ユーメシ! 〜ゲーム実況ユーチューバーの異世界メシテロ〜

「キムラン、起きなさい。もう朝よ」
「ふへ」

 眩しい日差しを背に、オレを起こしたのはミミではない。目を細めてよく見ると、ユーイさんだった。

「おはよう。もしかして寝ぼけてる? ミミとナルシェはもう起きてるわよ」
「ふわぁー。大丈夫。起きた。おはよう、ユーイさん」
「あっちに井戸があるから、顔洗って来なさいな。ミミが大張り切りで朝ごはん作ってくれてるわ」

 お言葉に甘えて井戸に向かう。
 やはりここもキャンプ場よろしく、いくつか共用調理場が設えられている。管理小屋のそばの椅子には管理人さんがいて、家庭菜園に水やりをしていた。
 ここでも桶に汲んだ水を柄杓のようなものでまくるんだな。
 おじいちゃんだから大変そうだ。

 桶をおろして井戸の水を汲み上げて、ひんやり冷たい水でぱっちり覚醒。
 他のスペースを借りている旅人は、まだ寝ている人もいるようだ。布団が丸く盛り上がっている。


 拠点に戻ると、もうみんなシャッキリ起きて火を囲んでいた。ナルシェからなんか渡される。

「キムランさん、おはようございます。はいこれ」
「なんぞ」

 定番のレクサス骨の串に、白くて細長いパン生地が巻きつけてある。後ろにある調理場で鍋に向かっているミミが、腰に手を当て言う。

「くるくるパン。じぶんでたべるぶん、やく」
「あ、はい」
「パンやいてるあいだに、こっちもできる」

 火にかけられている2つの鍋は何が入っているのか、蓋の隙間から蒸気がシュンシュン漏れ出ている。

 言われるままに、マシュマロを焼くがごとく、焚き火にパンの串をかざして回す。
 しっとりしていたのがしだいにふくふくとしてくるパン。表面がきつね色になるにつれていい香りがしてくる。

「ジョウズニヤケマシター☆」

 某狩猟ゲームの肉焼きのジングルを真似してパンをかかげると、パンに負けないくらい白い目が突き刺さる。

「キムランたべものであそぶな」
「ごめんなさい」

 ミミかあさんに謝って、静かにパンを食べることにした。コトリさんが自分のパン(5つ目)を焼きながら聞いてくる。

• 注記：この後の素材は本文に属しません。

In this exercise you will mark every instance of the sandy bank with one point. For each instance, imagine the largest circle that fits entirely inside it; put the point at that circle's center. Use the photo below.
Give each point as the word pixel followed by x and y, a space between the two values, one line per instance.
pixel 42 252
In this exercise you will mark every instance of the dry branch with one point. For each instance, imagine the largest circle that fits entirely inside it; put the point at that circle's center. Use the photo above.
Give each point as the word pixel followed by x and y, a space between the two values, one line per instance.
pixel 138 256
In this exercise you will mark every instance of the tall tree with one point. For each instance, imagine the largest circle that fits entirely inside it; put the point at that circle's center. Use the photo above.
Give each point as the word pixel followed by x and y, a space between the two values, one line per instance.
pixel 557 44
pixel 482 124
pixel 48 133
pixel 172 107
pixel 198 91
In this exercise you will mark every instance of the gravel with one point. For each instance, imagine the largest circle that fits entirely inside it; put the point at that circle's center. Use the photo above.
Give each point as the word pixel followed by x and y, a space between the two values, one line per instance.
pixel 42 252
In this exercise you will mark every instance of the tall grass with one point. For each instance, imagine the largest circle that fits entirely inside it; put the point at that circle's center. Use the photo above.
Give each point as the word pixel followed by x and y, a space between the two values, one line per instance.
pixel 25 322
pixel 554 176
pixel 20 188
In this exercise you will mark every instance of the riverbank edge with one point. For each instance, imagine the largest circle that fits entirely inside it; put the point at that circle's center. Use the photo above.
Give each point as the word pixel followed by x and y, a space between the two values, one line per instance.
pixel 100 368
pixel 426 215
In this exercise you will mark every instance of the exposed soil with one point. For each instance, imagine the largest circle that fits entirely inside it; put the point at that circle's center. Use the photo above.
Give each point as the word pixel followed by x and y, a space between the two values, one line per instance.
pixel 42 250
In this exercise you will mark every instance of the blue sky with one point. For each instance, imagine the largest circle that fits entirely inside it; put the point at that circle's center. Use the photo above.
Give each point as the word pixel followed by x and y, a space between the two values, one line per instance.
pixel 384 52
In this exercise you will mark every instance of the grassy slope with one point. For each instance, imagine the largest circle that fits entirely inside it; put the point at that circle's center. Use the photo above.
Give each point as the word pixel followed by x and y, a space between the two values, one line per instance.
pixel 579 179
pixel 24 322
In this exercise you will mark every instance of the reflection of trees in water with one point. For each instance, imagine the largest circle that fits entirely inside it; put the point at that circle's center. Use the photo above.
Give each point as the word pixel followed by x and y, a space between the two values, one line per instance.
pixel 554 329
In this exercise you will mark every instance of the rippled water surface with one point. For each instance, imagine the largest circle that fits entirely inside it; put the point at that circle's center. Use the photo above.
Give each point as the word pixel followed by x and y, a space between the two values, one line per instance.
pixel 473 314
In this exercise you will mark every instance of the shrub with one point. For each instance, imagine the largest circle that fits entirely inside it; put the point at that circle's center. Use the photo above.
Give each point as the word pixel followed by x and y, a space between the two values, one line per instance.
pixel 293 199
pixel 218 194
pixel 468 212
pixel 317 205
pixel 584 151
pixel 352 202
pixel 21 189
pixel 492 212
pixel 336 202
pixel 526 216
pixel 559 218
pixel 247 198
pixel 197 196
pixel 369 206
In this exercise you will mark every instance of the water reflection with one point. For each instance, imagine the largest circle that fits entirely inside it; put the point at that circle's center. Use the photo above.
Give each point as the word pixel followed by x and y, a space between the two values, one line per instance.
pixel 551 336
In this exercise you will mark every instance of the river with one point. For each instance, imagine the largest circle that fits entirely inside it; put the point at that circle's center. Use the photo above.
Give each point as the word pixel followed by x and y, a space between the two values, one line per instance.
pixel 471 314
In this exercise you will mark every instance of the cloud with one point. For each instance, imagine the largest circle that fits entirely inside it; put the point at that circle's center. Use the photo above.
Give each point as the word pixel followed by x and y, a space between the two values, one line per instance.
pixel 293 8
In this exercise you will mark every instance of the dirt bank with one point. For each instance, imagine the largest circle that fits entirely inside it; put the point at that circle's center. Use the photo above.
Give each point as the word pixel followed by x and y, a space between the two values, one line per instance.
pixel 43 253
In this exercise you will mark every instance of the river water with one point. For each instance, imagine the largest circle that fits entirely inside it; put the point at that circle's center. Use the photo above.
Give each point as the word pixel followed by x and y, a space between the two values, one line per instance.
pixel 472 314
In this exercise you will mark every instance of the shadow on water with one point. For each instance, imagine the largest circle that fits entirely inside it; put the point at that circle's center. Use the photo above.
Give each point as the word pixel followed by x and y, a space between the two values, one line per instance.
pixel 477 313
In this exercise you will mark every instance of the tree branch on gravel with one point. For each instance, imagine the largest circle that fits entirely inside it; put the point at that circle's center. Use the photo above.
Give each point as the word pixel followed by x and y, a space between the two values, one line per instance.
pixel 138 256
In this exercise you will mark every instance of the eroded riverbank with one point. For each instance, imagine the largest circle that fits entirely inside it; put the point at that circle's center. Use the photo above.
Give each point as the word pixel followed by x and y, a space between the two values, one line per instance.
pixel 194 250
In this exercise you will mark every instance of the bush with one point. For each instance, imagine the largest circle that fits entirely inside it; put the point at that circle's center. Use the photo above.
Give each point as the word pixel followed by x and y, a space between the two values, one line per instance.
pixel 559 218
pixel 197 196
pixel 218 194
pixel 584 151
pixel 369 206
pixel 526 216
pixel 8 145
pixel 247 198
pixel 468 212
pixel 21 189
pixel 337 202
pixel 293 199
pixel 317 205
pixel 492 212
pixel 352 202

「今のはキムラン殿の出身地での儀式か何かか? どんな効果が」
「あ、いや。なんでもないですー」

 元ネタを知らん人ばかりだから真面目にツッコまれると悲しいわー。チャンネル視聴者の皆様の声が懐かしい。
 泣き真似してると、ミミがどんとみんなの前に鍋をひとつ置く。

「これ、パンにつけてたべる」

 蓋を開けるとトロトロに溶けたチーザが顔を出す。

「わー、フォンデュじゃない! さすがミミ! やっぱ外のご飯はこうでなきゃね」
「うむ」

 この世界にもあるのかチーズフォンデュ。
 ユーイさんが目を輝かせて、ちぎったパンをフォンデュにつけている。

「んー、おいっしー!」
「じゃあオレも」

 焼きたてパンをちぎってフォークに刺し、チーザにフォンデュ。すげーのびる! くるんと巻き取って口にダイブさせる。

「うめー! すげーうまい!」
「ふふ。焼きたてはいいですね〜」

 ミミがもう一つの鍋を持ってきて開ける。
 重厚な厚手鍋だ。こちらにはレクサス肉と野菜が!
 ほんのり焦げ目がついていて、肉汁が溢れ垂れている。
 ナイフで削ぐといいロースト具合だ。野菜も肉も好きなやつをフォークに刺してフォンデュ。

「うまい、うまいぞ。日本でもこんな贅沢したことない」
「こっちのやさい、かんりにんさんがくれた」
「そうかありがたい事だ。あとで礼を言いにいかないといけないな」

 ミミが串に刺してくれたのは黄色くて丸っこい野菜だ。ピンポン玉くらいのミニサイズ。表面がツヤツヤしている。

「これ、マトマ。そのままでも、おいしい。チーザつけるともっとおいしい」
「オーケーグー○ル。マトマとは」
「○ーグルってだれだ」

 相変わらずミミの冷静なツッコミが冴え渡る。
 まずはフォンデュしないで食べてみよう。

「むぐむぐ。おお、これは、トマト!? とろみと酸味のある汁、たっぷりの水気」
「トマトちがう。マトマ」
「あ、はい。マトマですね。わかります」

 チーザにフォンデュしてもとても美味しゅうございました。
 ミミが朝ごはんを作ってくれたからと、片付けはナルシェが引き受けた。

「美味しいご飯ありがとなー、ミミ」
「わたし、ごはんつくるやくめちゃんとできたか」
「ええ。ありがとう、ミミ。美味しかったわ」
「とうぜん」

 みんなから美味しいの声をもらって、ミミは満足げだ。
 片付けを終えて、いざ出発。
 夏の暑い日差しの下、つばの大きな帽子をかぶって、歩き出す。(数が足りなくてオレだけほっかむり)

「あすにはノーシスつくか?」
「ノーシスは無理だが、明日の夕方には小さな宿場町に着く。野宿よりは休めるはずだ。食材も買い足せるだろう」
「暑いと日持ちしないから、そこで調達できると助かるわね」

 そんな話をしながら、5人の旅は続くのだった。